Euphoria, series 2 episode 1 review: this show is determined to shock – but Grange Hill did it first

My first instinct was to tell you not to watch Euphoria (Sky Atlantic) if you are the parent of teenagers. You will experience it not so much as a television drama but as a relentless assault on your nerves. Drugs, sex, nudity and nihilism – best to keep the kids locked up if this is what they’re getting up to.

But on reflection, and two episodes into the second series of this provocative HBO series, I changed my mind. Because we have been here before. Creator Sam Levinson is just aiming to be this generation’s Bret Easton Ellis. And watching one kid’s descent into addiction isn’t new: Phil Redmond did it with Zammo from Grange Hill more than 30 years ago. Teenagers have always had sex, got off their heads and made questionable choices. It’s just that most of the time they’re doing other, more boring stuff, and that doesn’t get a look in here.
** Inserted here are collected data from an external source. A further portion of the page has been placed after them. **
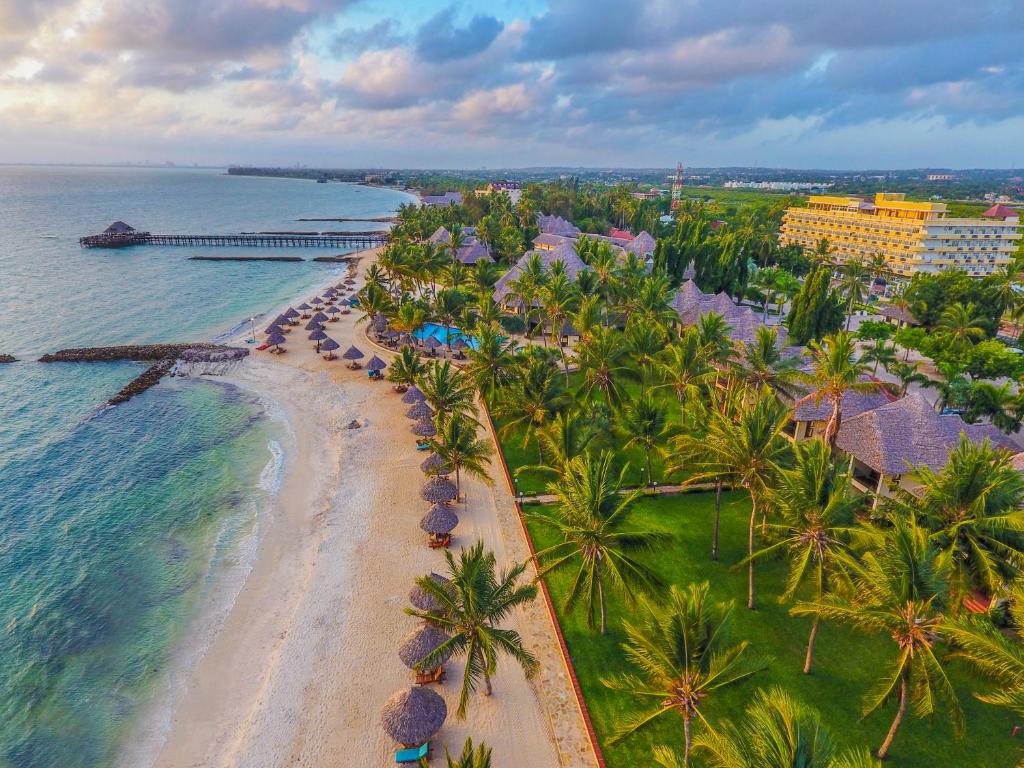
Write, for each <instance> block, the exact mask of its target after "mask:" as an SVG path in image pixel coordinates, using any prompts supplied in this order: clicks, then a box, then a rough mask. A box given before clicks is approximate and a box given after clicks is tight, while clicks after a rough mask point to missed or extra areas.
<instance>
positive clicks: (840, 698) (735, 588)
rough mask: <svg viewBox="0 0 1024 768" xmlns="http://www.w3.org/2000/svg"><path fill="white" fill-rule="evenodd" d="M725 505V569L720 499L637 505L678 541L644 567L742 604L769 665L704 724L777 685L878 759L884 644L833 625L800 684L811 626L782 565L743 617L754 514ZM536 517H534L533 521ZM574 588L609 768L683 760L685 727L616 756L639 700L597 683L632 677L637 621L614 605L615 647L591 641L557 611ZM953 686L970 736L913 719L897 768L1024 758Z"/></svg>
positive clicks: (801, 677) (677, 500)
mask: <svg viewBox="0 0 1024 768" xmlns="http://www.w3.org/2000/svg"><path fill="white" fill-rule="evenodd" d="M723 499H724V503H723V512H722V531H721V550H720V556H721V559H720V560H719V561H718V562H717V563H715V562H712V561H711V560H710V558H709V552H710V542H711V519H712V511H713V509H714V495H711V494H691V495H686V496H674V497H660V498H657V499H652V498H645V499H643V500H641V501H640V502H639V503H638V505H637V508H636V510H635V512H634V514H633V517H632V520H633V524H634V525H635V526H637V527H651V528H657V529H662V530H666V531H669V532H670V534H671V535H672V536H673V538H674V542H673V544H672V545H670V546H669V547H667V548H666V549H665V550H664V551H659V552H658V553H656V554H655V553H651V554H650V555H649V556H648V557H649V561H650V562H651V563H652V564H653V565H654V566H655V567H656V568H657V569H658V570H659V572H660V573H662V574H663V575H664V577H665V578H666V579H667V580H669V581H670V582H672V583H674V584H680V585H685V584H687V583H689V582H695V581H709V582H710V583H711V586H712V594H713V595H715V597H716V598H718V599H720V600H735V603H736V607H735V609H734V613H733V623H732V638H733V639H734V640H742V639H746V640H750V642H751V651H750V652H755V653H758V654H759V655H761V656H763V657H764V659H765V663H766V664H767V669H766V670H765V671H763V672H760V673H758V674H757V675H756V676H755V678H754V679H753V680H751V681H750V682H748V683H744V684H741V685H740V686H738V687H736V688H733V689H731V690H726V691H724V692H722V693H721V694H719V696H718V697H717V699H715V700H709V701H708V703H707V706H706V713H707V716H708V717H709V719H710V720H711V721H712V722H721V720H722V719H724V718H729V719H732V720H733V721H737V720H738V719H739V718H740V717H741V715H742V711H743V708H744V706H745V705H746V703H748V702H749V701H750V699H751V697H752V695H753V694H754V692H755V690H756V689H757V688H758V687H765V688H767V687H770V686H772V685H780V686H782V687H783V688H784V689H785V690H787V691H790V692H791V693H792V694H793V695H794V696H795V697H797V698H799V699H802V700H804V701H806V702H807V703H809V705H811V706H813V707H815V708H817V709H818V711H820V713H821V715H822V717H823V718H824V721H825V723H826V724H827V726H828V728H829V730H830V732H831V734H833V736H834V737H835V738H836V739H837V741H839V742H840V743H841V744H842V745H844V746H860V745H865V746H870V748H871V749H877V748H878V745H879V744H880V743H881V741H882V739H883V737H884V735H885V733H886V730H887V729H888V727H889V724H890V722H891V720H892V717H893V715H894V713H895V709H894V707H895V706H894V705H890V706H888V707H887V708H885V709H884V710H883V711H882V712H881V713H878V714H876V715H873V716H872V717H871V718H869V719H868V720H866V721H864V722H861V721H860V700H861V696H862V695H863V693H864V692H865V691H866V690H867V689H868V687H869V686H870V685H871V683H872V682H873V681H874V680H876V679H877V677H878V676H879V674H880V671H881V670H882V669H883V668H884V666H885V664H886V659H887V658H889V656H888V655H887V654H886V651H888V644H887V642H886V640H885V639H884V638H872V637H866V636H863V635H857V634H853V633H852V632H850V631H849V630H847V629H846V628H843V627H838V626H830V625H825V626H823V627H822V628H821V630H820V632H819V633H818V641H817V645H816V649H817V652H816V655H815V669H814V674H813V675H811V676H805V675H803V674H802V673H801V669H802V668H803V660H804V653H805V650H806V642H807V633H808V631H809V628H810V622H809V620H803V618H794V617H792V616H790V615H788V614H787V612H786V609H787V606H784V605H780V604H779V603H778V601H777V598H776V596H777V595H778V594H779V593H780V591H781V586H782V583H783V575H784V572H783V571H784V563H783V562H781V561H774V562H766V563H764V564H763V565H760V566H759V569H758V572H757V586H758V590H759V596H760V598H759V604H758V609H757V610H756V611H749V610H748V609H746V607H745V597H746V572H745V569H741V570H733V569H732V568H731V565H732V564H733V563H735V562H737V561H739V560H741V559H742V557H743V556H744V555H745V542H746V520H748V516H749V512H748V510H749V509H750V507H749V503H748V502H746V501H745V498H744V497H743V496H742V495H739V494H725V495H724V496H723ZM530 509H531V508H530V507H526V512H527V513H528V512H529V510H530ZM532 509H538V508H537V507H532ZM529 529H530V534H531V536H532V538H534V543H535V545H536V546H537V547H538V549H540V548H542V547H545V546H547V545H549V544H552V543H554V541H555V540H554V539H553V534H552V531H551V530H550V529H549V528H547V527H545V526H543V525H541V524H539V523H537V522H536V521H531V522H530V523H529ZM570 577H571V572H570V571H561V572H557V573H552V574H549V575H548V578H547V582H548V587H549V589H550V591H551V596H552V599H553V600H554V601H555V603H556V608H557V610H558V615H559V621H560V623H561V627H562V632H563V633H564V635H565V641H566V643H567V644H568V648H569V652H570V654H571V656H572V663H573V665H574V667H575V671H577V675H578V676H579V678H580V684H581V686H582V687H583V691H584V695H585V697H586V700H587V706H588V708H589V710H590V714H591V717H592V718H593V721H594V727H595V728H596V730H597V733H598V737H599V738H600V739H601V743H602V749H603V751H604V757H605V759H606V761H607V764H608V766H609V768H635V767H637V766H649V765H651V764H652V763H651V760H650V748H651V745H652V744H657V743H666V744H674V745H679V746H680V748H681V744H682V721H681V720H678V719H676V718H675V717H674V716H665V721H664V722H663V723H660V724H659V725H657V726H656V728H655V729H654V730H652V731H648V732H647V733H640V734H637V735H634V736H631V737H630V738H628V739H627V740H626V741H625V742H624V743H622V744H620V745H616V746H608V744H607V740H608V738H609V734H610V733H611V731H612V727H613V725H612V724H613V722H614V721H615V719H616V717H618V716H621V715H622V714H624V713H627V712H630V711H632V709H633V708H634V706H635V702H634V700H633V699H632V698H631V697H629V696H626V695H624V694H621V693H615V692H612V691H610V690H608V689H607V688H605V687H604V686H602V685H601V683H600V678H601V677H602V676H604V675H608V674H610V673H615V672H621V671H632V670H631V666H630V665H629V663H628V662H627V660H626V659H625V657H624V655H623V652H622V650H621V647H620V643H621V642H622V640H623V637H624V636H623V633H622V631H621V620H622V618H623V617H624V616H628V615H629V613H628V608H627V607H626V606H624V604H623V603H622V601H620V600H618V599H617V598H616V597H615V596H611V597H610V599H609V600H608V610H609V622H608V634H607V636H605V637H601V636H600V635H599V634H597V633H596V632H592V631H590V630H588V629H587V625H586V618H585V617H584V614H583V612H582V611H581V612H578V613H575V614H572V615H565V614H564V611H562V609H561V597H562V596H563V595H564V594H565V590H566V588H567V585H568V582H569V579H570ZM953 677H954V681H955V683H956V687H957V690H958V691H959V694H961V700H962V703H963V706H964V709H965V711H966V713H967V723H968V727H967V734H966V736H965V737H964V738H963V739H959V740H957V739H956V738H955V737H954V736H953V735H952V732H951V729H950V727H949V725H948V721H947V720H946V719H945V718H944V717H941V716H939V717H936V718H935V719H934V720H932V721H928V720H919V719H916V718H913V717H911V716H910V715H909V714H908V716H907V720H905V721H904V723H903V726H902V727H901V729H900V732H899V733H898V734H897V736H896V740H895V743H894V744H893V749H892V751H891V753H890V760H889V763H890V764H891V765H898V766H922V767H924V766H938V765H949V766H952V765H964V766H967V765H970V766H992V767H999V768H1005V767H1008V766H1013V765H1016V764H1017V759H1018V758H1019V756H1020V751H1019V749H1015V748H1016V746H1017V744H1015V742H1014V741H1013V740H1011V738H1010V730H1011V728H1012V727H1013V725H1014V722H1013V718H1012V717H1011V716H1010V715H1009V713H1007V712H1005V711H1002V710H999V709H996V708H994V707H990V706H987V705H983V703H981V702H979V701H977V700H975V699H974V698H973V697H972V695H971V690H972V686H971V679H970V677H969V676H968V674H967V673H966V671H965V670H964V669H962V668H955V669H954V672H953ZM1022 745H1024V740H1022ZM696 764H697V765H699V762H697V763H696Z"/></svg>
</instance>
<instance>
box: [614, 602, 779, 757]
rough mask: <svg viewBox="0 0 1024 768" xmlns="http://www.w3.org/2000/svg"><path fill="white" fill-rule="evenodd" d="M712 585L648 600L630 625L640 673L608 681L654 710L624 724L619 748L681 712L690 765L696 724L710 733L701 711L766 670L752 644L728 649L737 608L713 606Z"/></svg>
mask: <svg viewBox="0 0 1024 768" xmlns="http://www.w3.org/2000/svg"><path fill="white" fill-rule="evenodd" d="M708 592H709V586H708V583H707V582H705V583H703V584H700V585H695V584H691V585H689V586H688V587H687V588H685V589H682V588H680V587H678V586H677V585H673V586H672V590H671V591H670V592H669V595H668V596H667V599H666V601H665V603H664V605H656V604H653V603H651V602H650V601H648V600H643V601H642V606H641V610H640V611H638V613H639V615H638V616H637V618H636V621H635V622H630V621H627V622H624V627H625V630H626V642H624V643H623V650H624V651H625V652H626V657H627V658H629V659H630V662H632V663H633V665H634V666H635V667H637V668H638V669H639V671H640V674H639V675H636V674H623V675H617V676H615V677H611V678H602V679H601V682H602V683H603V684H604V685H605V686H607V687H608V688H610V689H611V690H615V691H621V692H624V693H630V694H632V695H634V696H636V697H638V698H641V699H642V700H643V701H644V702H646V703H647V705H649V707H645V709H644V710H642V711H641V712H639V713H637V714H636V715H632V716H627V717H626V718H624V719H623V720H622V722H621V723H620V724H618V726H617V727H616V729H615V732H614V735H613V736H612V738H611V743H617V742H618V741H621V740H622V739H624V738H626V737H627V736H629V735H631V734H632V733H635V732H636V731H638V730H640V729H642V728H645V727H647V726H649V725H650V724H651V723H653V722H656V721H657V720H658V718H659V717H662V716H663V715H667V714H669V713H675V714H676V715H678V716H680V717H681V718H682V719H683V746H684V753H683V754H684V758H683V764H684V765H689V759H690V749H691V745H692V725H693V721H694V720H696V721H698V722H700V723H703V724H705V725H706V726H707V727H709V728H710V725H709V723H708V721H707V720H706V719H705V716H703V712H702V711H701V710H702V708H703V707H705V705H706V702H707V700H708V699H709V698H711V697H713V696H714V695H715V694H716V693H717V692H718V691H720V690H722V689H724V688H728V687H730V686H733V685H736V684H738V683H741V682H743V681H744V680H746V679H749V678H750V677H751V676H753V675H754V674H756V673H757V672H758V671H759V669H761V667H760V666H759V665H758V664H757V663H756V662H754V660H752V659H751V658H750V657H749V656H748V655H746V647H748V644H746V642H745V641H744V642H740V643H738V644H736V645H726V639H725V630H726V627H727V625H728V623H729V616H730V614H731V612H732V603H712V601H711V600H710V598H709V595H708Z"/></svg>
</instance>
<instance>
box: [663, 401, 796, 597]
mask: <svg viewBox="0 0 1024 768" xmlns="http://www.w3.org/2000/svg"><path fill="white" fill-rule="evenodd" d="M730 410H731V409H728V408H720V409H719V408H713V409H712V410H711V411H710V412H709V422H708V432H707V435H705V436H702V437H694V436H692V435H684V436H683V438H682V439H681V440H680V441H679V443H678V445H679V447H680V449H681V451H680V453H681V454H682V455H683V456H687V457H694V458H695V462H694V464H693V468H694V469H695V472H694V473H693V474H692V475H691V476H690V478H689V479H688V480H687V482H688V483H694V482H699V481H702V480H709V479H712V480H719V479H723V480H727V481H730V482H732V483H733V484H734V485H737V486H739V487H741V488H743V489H744V490H746V493H748V494H749V495H750V497H751V520H750V529H749V536H748V548H746V555H748V592H746V607H748V608H750V609H751V610H753V609H754V558H753V555H754V543H755V531H756V526H757V516H758V502H760V501H762V500H765V499H766V496H767V493H768V489H769V488H770V487H772V484H773V483H774V482H775V478H776V476H777V474H778V471H779V469H780V468H781V466H782V465H783V464H784V463H785V462H786V461H787V459H788V456H790V451H791V449H790V441H788V440H787V439H786V437H785V435H784V434H783V432H782V430H783V429H784V428H785V426H786V424H788V422H790V410H788V409H787V408H785V407H784V406H782V404H781V403H780V402H779V401H778V399H777V398H776V397H775V395H773V394H772V393H771V392H770V391H769V390H767V389H762V390H761V391H759V392H758V393H756V394H755V396H754V398H753V400H752V401H751V402H750V403H742V404H741V406H740V407H739V408H738V409H737V411H736V413H735V414H731V413H729V411H730Z"/></svg>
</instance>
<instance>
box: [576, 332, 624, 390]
mask: <svg viewBox="0 0 1024 768" xmlns="http://www.w3.org/2000/svg"><path fill="white" fill-rule="evenodd" d="M629 356H630V351H629V347H628V346H627V345H626V341H625V339H624V338H623V335H622V333H620V332H618V331H617V330H615V329H613V328H598V329H595V330H594V333H593V335H592V336H591V337H590V338H589V339H588V340H587V341H585V342H584V343H582V344H580V346H579V347H578V348H577V361H578V364H579V365H580V370H581V371H582V372H583V390H584V391H585V392H586V393H587V395H588V396H590V395H591V394H592V393H593V392H594V390H595V389H596V390H599V391H600V392H601V394H602V395H603V396H604V401H605V402H606V403H607V404H608V407H609V408H613V407H616V406H618V404H620V403H621V402H622V401H623V396H624V391H623V386H624V384H625V383H626V382H627V381H632V380H635V379H636V378H637V377H636V375H635V373H634V371H633V369H632V368H630V365H629V364H630V359H629Z"/></svg>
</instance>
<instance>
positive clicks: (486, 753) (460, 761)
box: [444, 737, 490, 768]
mask: <svg viewBox="0 0 1024 768" xmlns="http://www.w3.org/2000/svg"><path fill="white" fill-rule="evenodd" d="M444 762H445V763H447V768H490V748H489V746H487V745H486V744H482V743H481V744H477V746H476V749H475V750H474V749H473V739H472V737H469V738H467V739H466V742H465V743H464V744H463V745H462V754H461V755H459V757H458V758H455V759H453V758H452V755H451V753H449V751H447V749H445V750H444Z"/></svg>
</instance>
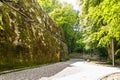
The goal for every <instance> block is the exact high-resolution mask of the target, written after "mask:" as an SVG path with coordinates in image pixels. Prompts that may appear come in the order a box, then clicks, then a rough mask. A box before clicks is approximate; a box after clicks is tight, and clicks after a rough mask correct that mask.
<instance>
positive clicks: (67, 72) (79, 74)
mask: <svg viewBox="0 0 120 80" xmlns="http://www.w3.org/2000/svg"><path fill="white" fill-rule="evenodd" d="M116 72H120V68H113V67H107V66H102V65H97V64H91V63H87V62H80V61H78V62H75V63H73V64H71V66H70V67H67V68H65V69H64V70H63V71H61V72H59V73H58V74H56V75H54V76H52V77H49V78H46V77H42V78H41V79H39V80H99V79H100V78H102V77H104V76H106V75H109V74H112V73H116ZM110 80H111V79H110ZM117 80H120V79H117Z"/></svg>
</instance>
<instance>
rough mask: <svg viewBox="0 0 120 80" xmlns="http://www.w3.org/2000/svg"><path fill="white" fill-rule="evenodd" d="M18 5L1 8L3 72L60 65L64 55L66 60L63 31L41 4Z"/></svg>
mask: <svg viewBox="0 0 120 80" xmlns="http://www.w3.org/2000/svg"><path fill="white" fill-rule="evenodd" d="M16 1H17V2H18V0H16ZM17 2H15V1H13V2H11V3H10V4H7V3H6V5H5V4H2V5H1V4H0V71H1V70H6V69H14V68H21V67H28V66H34V65H40V64H46V63H53V62H58V61H59V60H60V57H58V56H56V55H57V54H61V53H62V55H63V56H62V58H63V59H64V60H66V58H67V57H68V56H67V49H66V44H65V43H64V42H63V41H62V40H64V36H63V35H62V34H63V32H62V31H61V30H60V29H59V27H58V26H57V25H56V24H55V23H54V22H53V20H52V19H51V18H50V17H49V16H48V15H47V14H46V13H45V12H44V11H43V10H42V9H41V7H40V6H39V4H38V3H31V2H30V1H28V0H20V1H19V3H17ZM7 5H10V6H12V7H9V6H7ZM11 8H15V9H11ZM28 19H29V20H28ZM30 19H31V20H30ZM3 28H4V29H3ZM54 33H55V34H54ZM67 59H68V58H67Z"/></svg>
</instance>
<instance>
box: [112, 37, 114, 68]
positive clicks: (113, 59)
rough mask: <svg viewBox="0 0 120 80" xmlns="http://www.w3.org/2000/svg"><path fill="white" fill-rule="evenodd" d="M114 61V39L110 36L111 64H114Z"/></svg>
mask: <svg viewBox="0 0 120 80" xmlns="http://www.w3.org/2000/svg"><path fill="white" fill-rule="evenodd" d="M114 63H115V61H114V39H113V38H112V65H113V66H114V65H115V64H114Z"/></svg>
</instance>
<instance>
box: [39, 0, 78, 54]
mask: <svg viewBox="0 0 120 80" xmlns="http://www.w3.org/2000/svg"><path fill="white" fill-rule="evenodd" d="M38 2H39V3H40V5H41V6H42V7H43V9H44V10H45V11H46V12H47V13H48V14H49V15H50V17H51V18H52V19H53V20H54V21H55V22H56V23H57V24H58V25H59V26H60V28H61V29H62V30H63V32H64V36H65V40H66V43H67V46H68V50H69V52H72V51H74V47H75V43H76V40H75V35H74V33H75V32H74V26H75V24H76V23H77V18H78V17H77V15H78V13H77V12H76V11H75V10H74V9H73V7H72V6H71V5H70V4H68V3H60V2H59V1H58V0H45V1H42V0H38Z"/></svg>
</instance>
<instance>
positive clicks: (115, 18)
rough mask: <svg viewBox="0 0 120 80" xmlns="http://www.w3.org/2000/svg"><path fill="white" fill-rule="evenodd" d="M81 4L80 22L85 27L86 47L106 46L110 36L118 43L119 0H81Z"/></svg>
mask: <svg viewBox="0 0 120 80" xmlns="http://www.w3.org/2000/svg"><path fill="white" fill-rule="evenodd" d="M81 5H82V6H83V7H82V13H81V16H80V17H81V20H80V23H81V26H82V27H83V28H84V29H85V30H84V33H85V37H84V40H85V43H86V44H88V45H89V47H88V48H93V47H98V48H99V47H104V48H107V47H108V46H109V45H110V43H111V39H112V38H114V39H115V41H117V42H118V43H119V41H120V25H119V22H120V20H119V19H120V14H119V13H120V10H119V8H120V1H118V0H82V2H81ZM118 43H116V44H118ZM96 44H97V45H96ZM93 45H94V46H93ZM118 45H119V44H118Z"/></svg>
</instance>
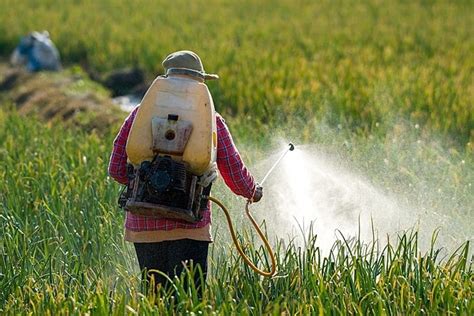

Mind you, in Grange Hill the drugs were concentrated in one storyline. Here, they dominate, not least because one of the main characters – and one of its most likeable – is a dealer, Fezco (played by Angus Cloud, who was plucked from the street by a casting director who thought he looked the part). 

To kick off series two, we were transported back in time to Fezco’s initiation into the business as a 10-year-old – a ridiculously OTT, Tarantino-style sequence in which his grandmother walked into a strip club and shot a man. It was graphic in every way. 

Therein lies the problem with Euphoria: Levinson’s determination to shock. Because beneath that lies an often absorbing drama anchored by a terrific performance from former Disney star Zendaya. She rightly won an Emmy for her role as Rue, whose addiction is painful to behold. Even when playing Rue at her most wasted, Zendaya is mesmerising.

Beyond Rue, the characters are familiar: the mean jock (Jacob Elordi), the good girl (Maude Apatow), the flaky blonde (Sydney Sweeney). You can trace them back to John Hughes high-school movies, along with the fact that these are 20-somethings playing teenagers. The one depressing aspect is the sex; the scenes reflect the porn culture that young people now can’t avoid. Euphoria’s excesses are its USP, but there is a bleakness at the show’s core.